China’s Strategy – Increase Wear & Tear of Taiwan’s Military Equipment
Zhao hinted towards a far more sinister PLA strategy of “peacetime attrition.” Here it “takes away the enemy’s training time and forces them to undertake useless interceptions. Taiwan’s limited airframes are being degraded as we speak.”
An article by Washington DC-based Chinese military expert Ben Lewis in the Council on Foreign Relations (CFR) in February this year also hinted towards this tactic.
Differentiating between ADIZ violations as “routine,” “assertive,” and “reactionary,” Lewis said all “are meant to keep consistent pressure on Taiwan’s armed forces…intensify the strain on the military resources (and) negatively impact its (operational) readiness.”
At a broader level, the absence of a large landmass or a large population (or strategic depth) prevents Taiwan and Ukraine from having defense industries deep and far away from enemy weapons ranges, and they lack the manpower to sustain massive and prolonged strategic-level combat.

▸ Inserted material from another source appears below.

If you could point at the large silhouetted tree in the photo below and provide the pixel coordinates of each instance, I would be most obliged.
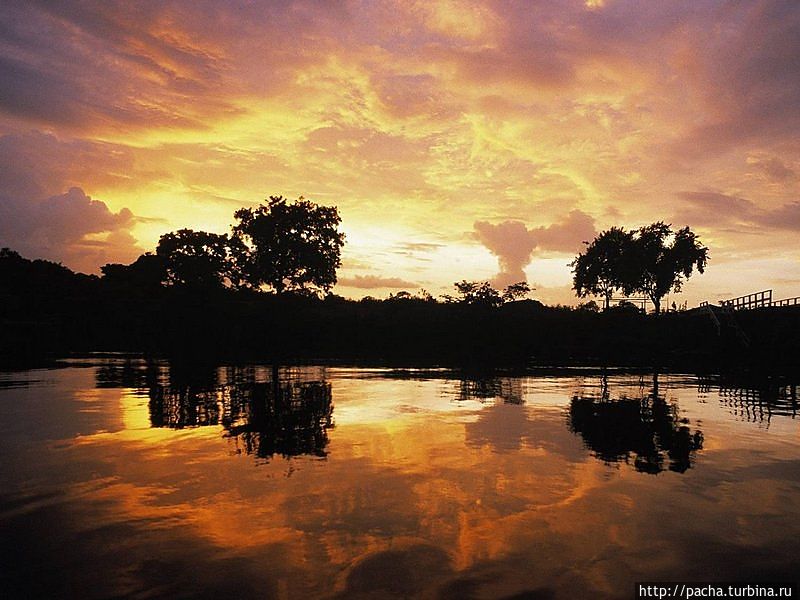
(664, 260)
(199, 259)
(605, 265)
(292, 246)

And defense industrial policies that do not foster homegrown development of major weapons keep Taiwan’s air force dependent on US and France for spares for its F-16s and Mirages.
Airframe degradation, pointed out by Zhao, can be addressed by a domestic military-industrial complex that can keep churning out aerospace components and aircraft.
But again, there is the tyranny of a small geographical space to house such large-scale capital industries, except for smaller niche electronics like semiconductors.
Chinese defense commentators seem to allude to these issues when commenting on Taiwan’s military aviation accidents. Song Zhongping, a leading Chinese military analyst, commented regarding the January 2022 and March 2022 crashes of a ROCAF F-16V and Mirage 2000-5 in the Global Times.
“The accidents expose Taiwan’s lack of competence and second-class weapons bought from external forces,” Zhongping said.